How do you see your research in relation to the developing field of personalized medicine?
“I think there are two broad approaches that will apply to health in the future. One might broadly think of these as the cardiovascular disease treatment model and the cancer therapeutic treatment model. In cardiovascular disease, we are finding the pathways that could be manipulated, allowing us to treat millions of people without knowing their personal genomes in great detail. And the reason for that is that many individuals who do not have single mutations that drive the pathogenesis of high LDL cholesterol or high blood pressure would still benefit from lowering their cholesterol or blood pressure. But by knowing the pathways that have come from studying rare patients, we can find effective ways to treat bigger groups of patients. Finding these rare mutations can identify the target to be used in the general population. That’s one model where understanding the basic biology can lead to medicines that can be broadly applied to the general population. In patients with cancer, knowing the specific mutations underlying disease are critically important in picking the right therapeutics. So, for example, if you have leukemia that is caused by mutations in Abelson kinase, or ABL, then you will respond extremely well to an inhibitor to that kinase. There is a drug called Glivec that is efficacious in patients who have that mutations. However, patients with leukemia who do not have mutation rarely benefit at all from that treatment. So this is a beautiful example of personalized medicine – here, knowing whether a patient does or does not have a specific mutation is critical in selecting that patient’s treatment methods. When we think about personalized medicine broadly, I think we will need to distinguish those diseases in which knowing the specific mutations in individual patients makes a critical difference in picking the right drug, and distinguishing those from cases where knowing the pathways that we can manipulate for health benefits are sufficient to be able to treat patients, without knowing much or anything about their genetics.”

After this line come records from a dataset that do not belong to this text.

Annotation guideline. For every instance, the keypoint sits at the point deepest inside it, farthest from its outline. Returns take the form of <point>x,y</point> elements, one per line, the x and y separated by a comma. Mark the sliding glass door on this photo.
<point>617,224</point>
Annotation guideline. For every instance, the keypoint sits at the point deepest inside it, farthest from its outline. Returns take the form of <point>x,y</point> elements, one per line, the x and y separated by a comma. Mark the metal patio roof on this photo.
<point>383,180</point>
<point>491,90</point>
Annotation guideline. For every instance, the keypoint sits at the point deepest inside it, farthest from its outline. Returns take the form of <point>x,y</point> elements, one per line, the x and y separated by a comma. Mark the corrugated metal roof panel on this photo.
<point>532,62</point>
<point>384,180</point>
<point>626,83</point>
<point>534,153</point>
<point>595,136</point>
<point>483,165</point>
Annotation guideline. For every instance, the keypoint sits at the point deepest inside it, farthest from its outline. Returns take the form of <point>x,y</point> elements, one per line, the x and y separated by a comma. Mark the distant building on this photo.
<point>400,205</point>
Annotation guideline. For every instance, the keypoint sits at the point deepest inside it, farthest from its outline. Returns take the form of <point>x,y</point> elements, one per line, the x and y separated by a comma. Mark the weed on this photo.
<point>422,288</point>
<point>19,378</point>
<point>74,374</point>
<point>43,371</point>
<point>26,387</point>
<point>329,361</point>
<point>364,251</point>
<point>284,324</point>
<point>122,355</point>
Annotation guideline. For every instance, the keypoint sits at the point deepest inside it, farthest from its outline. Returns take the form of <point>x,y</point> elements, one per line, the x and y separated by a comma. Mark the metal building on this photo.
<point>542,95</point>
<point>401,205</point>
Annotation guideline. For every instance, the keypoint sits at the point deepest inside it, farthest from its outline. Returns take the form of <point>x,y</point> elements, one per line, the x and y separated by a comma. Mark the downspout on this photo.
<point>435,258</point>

Do you have any specific research-oriented goals at Rockefeller?
“We know there are 20,000 genes in a human genome. We know what happens if about 4,000 of those genes are mutated. This is now a bounded problem. We know there are 20,000 protein-coding genes and no more. There are no fundamental obstacles now to identifying the consequence of mutation in all 20,000 genes. And as a field, this a key part of the “to-do” list. Understanding the consequence of mutations of each of these genes will define their contribution to health and disease and also identify a wide range of potential therapeutic targets that can be manipulated for health benefit in the population. This is an important goal for advancing and understanding health and disease for the next decade.”